Chasing the peak: optimal statistics for weak shear analyses

TL;DR

This paper investigates alternative statistical methods for weak gravitational lensing analysis, demonstrating that certain estimators and Fourier mode fitting can reduce noise bias and improve accuracy in measuring cosmic shear.

Contribution

It introduces and evaluates robust, unbiased estimators and Fourier mode fitting techniques that outperform traditional methods in weak shear analysis, especially under noisy conditions.

Findings

Estimators like least absolute deviations and convex hull peeling reduce noise bias.

Fourier mode fitting effectively models the shear pattern in galaxy ellipticities.

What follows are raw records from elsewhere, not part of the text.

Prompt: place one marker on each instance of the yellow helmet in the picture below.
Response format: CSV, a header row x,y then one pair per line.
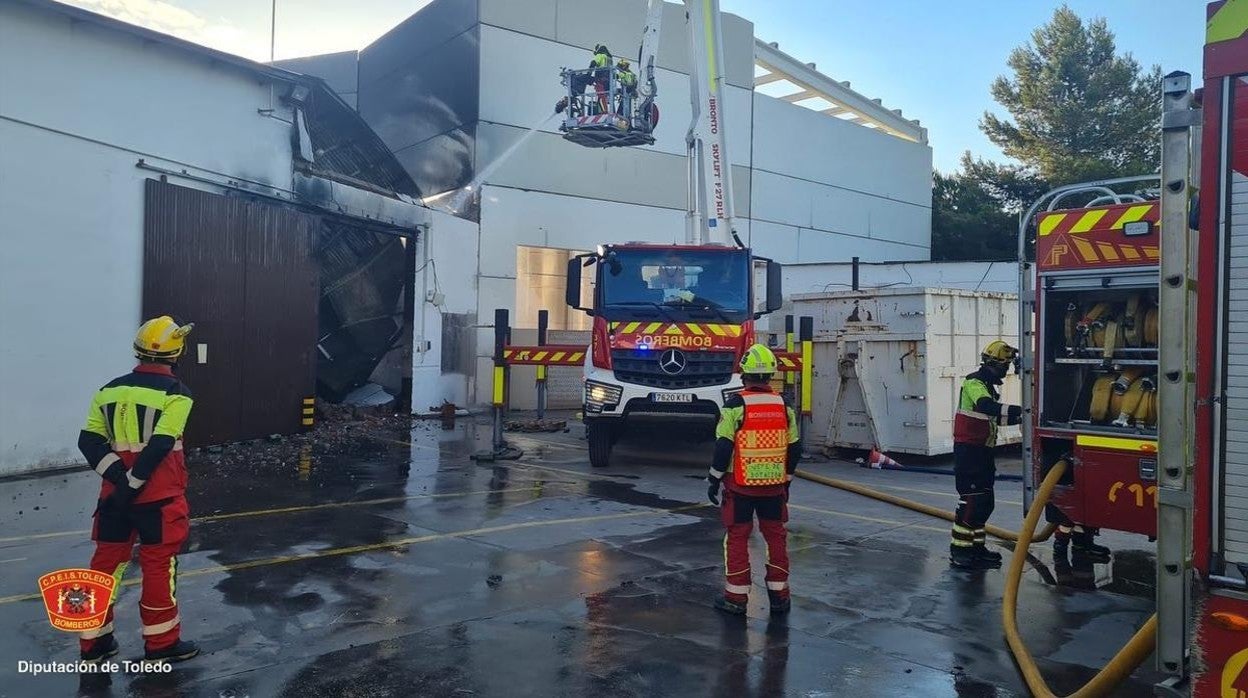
x,y
161,339
759,361
999,352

Certain estimators improve measurement efficiency by over 50%.

Abstract

Weak gravitational lensing analyses are fundamentally limited by the intrinsic, non-Gaussian distribution of galaxy shapes. We explore alternative statistics for samples of ellipticity measurements that are unbiased, efficient, and robust. We take the non-linear mapping of gravitational shear and the effect of noise into account. We then discuss how the distribution of individual galaxy shapes in the observed field of view can be modeled by fitting Fourier modes to the shear pattern directly. We simulated samples of galaxy ellipticities, using both theoretical distributions and real data for ellipticities and noise. We determined the possible bias $\Delta e$, the efficiency $\eta$ and the robustness of the least absolute deviations, the biweight, and the convex hull peeling estimators, compared to the canonical weighted mean. Using these statistics for regression, we have shown the applicability of direct Fourier mode fitting. These estimators can be unbiased in the absence of noise, and decrease noise bias by more than $\sim 30\%$. The convex hull peeling estimator distribution is centered around the underlying shear, and its bias least affected by noise. The least absolute deviations estimator to be the most efficient estimator in almost all cases, except in the Gaussian case, where it's still competitive ($0.83<\eta <5.1$) and therefore robust. These results hold when fitting Fourier modes, where amplitudes of variation in ellipticity are determined to the order of $10^{-3}$. The peak of the ellipticity distribution is a direct tracer of the underlying shear and unaffected by noise, and we have shown that estimators that are sensitive to a central cusp perform more efficiently, potentially reducing uncertainties by more than $50\%$ and significantly decreasing noise bias.